MHS Psychologist Helps Families Prepare for the Holidays with Mental Health Tips
By Kristen Parys, Ph.D., NCSP, MHS Psychologist
The holiday season can be filled with joy, but it also can be stressful and challenging for some. Whether families are navigating change, coping with loss, or experiencing heightened expectations, it is important to realize seasonal triggers so emotions and situations can be managed effectively.

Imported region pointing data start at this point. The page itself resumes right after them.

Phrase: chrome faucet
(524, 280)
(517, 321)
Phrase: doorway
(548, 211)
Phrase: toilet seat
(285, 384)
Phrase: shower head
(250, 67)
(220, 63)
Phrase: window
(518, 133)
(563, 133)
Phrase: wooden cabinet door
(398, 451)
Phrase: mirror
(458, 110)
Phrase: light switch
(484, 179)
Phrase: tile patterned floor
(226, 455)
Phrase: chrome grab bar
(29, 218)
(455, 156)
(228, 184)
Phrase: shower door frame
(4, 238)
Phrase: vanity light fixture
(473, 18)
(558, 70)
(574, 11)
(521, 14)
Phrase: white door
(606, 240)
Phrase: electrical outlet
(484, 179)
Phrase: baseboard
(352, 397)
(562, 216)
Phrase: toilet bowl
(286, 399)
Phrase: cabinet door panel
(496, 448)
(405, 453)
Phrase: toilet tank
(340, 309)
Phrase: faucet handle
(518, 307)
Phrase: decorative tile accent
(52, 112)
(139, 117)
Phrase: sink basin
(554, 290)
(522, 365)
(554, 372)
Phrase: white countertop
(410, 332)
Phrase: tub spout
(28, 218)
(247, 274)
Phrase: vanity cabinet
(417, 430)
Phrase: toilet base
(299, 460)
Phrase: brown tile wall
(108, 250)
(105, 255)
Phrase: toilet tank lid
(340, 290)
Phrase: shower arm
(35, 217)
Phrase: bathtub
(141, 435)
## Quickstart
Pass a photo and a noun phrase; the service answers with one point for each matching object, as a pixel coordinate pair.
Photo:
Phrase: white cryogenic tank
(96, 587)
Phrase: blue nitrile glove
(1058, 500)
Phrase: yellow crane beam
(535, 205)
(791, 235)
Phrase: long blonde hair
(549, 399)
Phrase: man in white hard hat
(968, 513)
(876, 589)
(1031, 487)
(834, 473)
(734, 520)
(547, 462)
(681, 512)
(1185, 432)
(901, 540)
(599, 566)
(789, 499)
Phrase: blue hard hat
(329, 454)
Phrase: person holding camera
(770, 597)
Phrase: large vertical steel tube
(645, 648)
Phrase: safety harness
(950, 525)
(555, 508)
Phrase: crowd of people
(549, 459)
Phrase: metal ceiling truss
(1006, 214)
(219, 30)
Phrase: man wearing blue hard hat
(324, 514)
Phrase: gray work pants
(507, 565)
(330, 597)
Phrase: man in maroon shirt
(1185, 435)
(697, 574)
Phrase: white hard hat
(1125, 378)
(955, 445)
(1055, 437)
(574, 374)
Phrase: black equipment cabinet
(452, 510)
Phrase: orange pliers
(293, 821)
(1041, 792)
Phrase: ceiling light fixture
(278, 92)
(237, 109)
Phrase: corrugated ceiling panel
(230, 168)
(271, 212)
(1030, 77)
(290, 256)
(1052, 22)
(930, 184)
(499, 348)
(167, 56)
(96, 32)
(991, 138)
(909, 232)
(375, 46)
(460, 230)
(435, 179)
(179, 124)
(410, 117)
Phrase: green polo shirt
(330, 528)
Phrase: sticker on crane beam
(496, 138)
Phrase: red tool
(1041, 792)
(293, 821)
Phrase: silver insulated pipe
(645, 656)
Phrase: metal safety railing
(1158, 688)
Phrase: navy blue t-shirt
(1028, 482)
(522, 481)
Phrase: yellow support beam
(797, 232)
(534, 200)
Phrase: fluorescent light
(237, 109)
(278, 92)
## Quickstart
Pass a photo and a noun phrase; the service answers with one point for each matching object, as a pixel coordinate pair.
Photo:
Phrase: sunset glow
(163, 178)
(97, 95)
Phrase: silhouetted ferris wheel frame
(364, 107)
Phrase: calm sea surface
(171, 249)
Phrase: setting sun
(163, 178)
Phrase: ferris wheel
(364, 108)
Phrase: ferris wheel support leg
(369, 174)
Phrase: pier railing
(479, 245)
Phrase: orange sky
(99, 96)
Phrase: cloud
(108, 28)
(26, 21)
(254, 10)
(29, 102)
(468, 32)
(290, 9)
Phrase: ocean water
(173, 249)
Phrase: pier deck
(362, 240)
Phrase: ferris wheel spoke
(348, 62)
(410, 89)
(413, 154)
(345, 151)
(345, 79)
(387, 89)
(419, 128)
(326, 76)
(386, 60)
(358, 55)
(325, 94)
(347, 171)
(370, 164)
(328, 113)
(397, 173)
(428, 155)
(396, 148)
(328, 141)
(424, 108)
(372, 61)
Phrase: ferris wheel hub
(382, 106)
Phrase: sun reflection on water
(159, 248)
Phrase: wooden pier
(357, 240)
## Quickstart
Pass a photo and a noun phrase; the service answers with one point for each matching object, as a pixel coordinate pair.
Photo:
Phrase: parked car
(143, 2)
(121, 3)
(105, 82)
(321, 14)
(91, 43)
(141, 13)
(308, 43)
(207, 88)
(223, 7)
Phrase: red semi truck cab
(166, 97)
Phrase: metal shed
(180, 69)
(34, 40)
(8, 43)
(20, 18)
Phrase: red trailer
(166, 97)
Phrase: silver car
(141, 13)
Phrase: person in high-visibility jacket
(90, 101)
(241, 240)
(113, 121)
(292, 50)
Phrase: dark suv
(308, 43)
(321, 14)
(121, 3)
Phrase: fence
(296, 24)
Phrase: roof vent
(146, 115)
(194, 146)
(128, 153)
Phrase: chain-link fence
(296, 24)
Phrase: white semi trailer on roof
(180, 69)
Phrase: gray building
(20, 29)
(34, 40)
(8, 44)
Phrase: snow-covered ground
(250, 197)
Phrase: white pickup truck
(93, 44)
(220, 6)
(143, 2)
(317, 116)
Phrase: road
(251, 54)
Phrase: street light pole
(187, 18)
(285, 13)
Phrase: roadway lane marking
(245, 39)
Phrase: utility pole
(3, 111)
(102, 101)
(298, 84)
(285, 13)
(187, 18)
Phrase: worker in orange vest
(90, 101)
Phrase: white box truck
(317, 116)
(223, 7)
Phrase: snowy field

These mental health tips are good reminders as you go into the holiday season. We are all dealing with our own situations and the holidays could amplify those struggles. The key is to decide what’s important to you and your family, prioritize your to-do lists and schedule, but most importantly, find the joy in what you are able to accomplish.
Acknowledge Feelings
It’s okay to not be okay! You can’t force yourself to be happy just because it’s the holiday season. Kids pick up on the stress and tension coming from adults, so if we’re irritable, chances are they will be as well. Stress could contribute to worsening mental health systems so it’s vital that you make efforts to prioritize your own mental and physical well-being. When you feel triggered, remember to take deep breathes, take a walk outside, or take a moment for the self-care practice that works for you. Also, remember that sometimes self-care is simply saying “no” when you’re feeling overwhelmed.
Set Boundaries
Family dynamics can be complex. Whether it’s personality clashes, long-standing conflict, or differences in opinion, accept that you can only control your role and involvement. Instead of worrying about what might go wrong, make a plan for how you will remove yourself from negative situations or conversations. This plan will help decrease your anxiety and allow you to focus on the aspects of these relationships that are positive.
Be Open to Change
Talk about your traditions and recognize when they might need to evolve if family dynamics have changed in the past year. Find new ways to celebrate typical traditions and discover new holiday activities together. This can be a great way to make the holidays special. Also, allowing kids to be a part of decision making can help to offset some of their difficult feelings as they navigate the changes too.
Discuss Health and Safety Plans
As we continue to adapt to the ever-changing nature of the COVID-19 pandemic, it is important to establish expectations in advance. Communicate clearly about safety measures for any holiday gatherings, such as wearing masks, that so family members can understand who is comfortable with what. The more predictability we can create when things are uncertain, the better.
Set Realistic Expectations
Give yourself grace this holiday season. It’s impossible to do everything and be everywhere. The holidays naturally come with changes to everyday schedules which could be unsettling for kids as well as adults. Preparing kids for these changes by communicating about the day’s agenda and providing details about the events and who will be at them will help level set your expectations, avoid meltdowns, and create the best possible scenario for a happy holiday.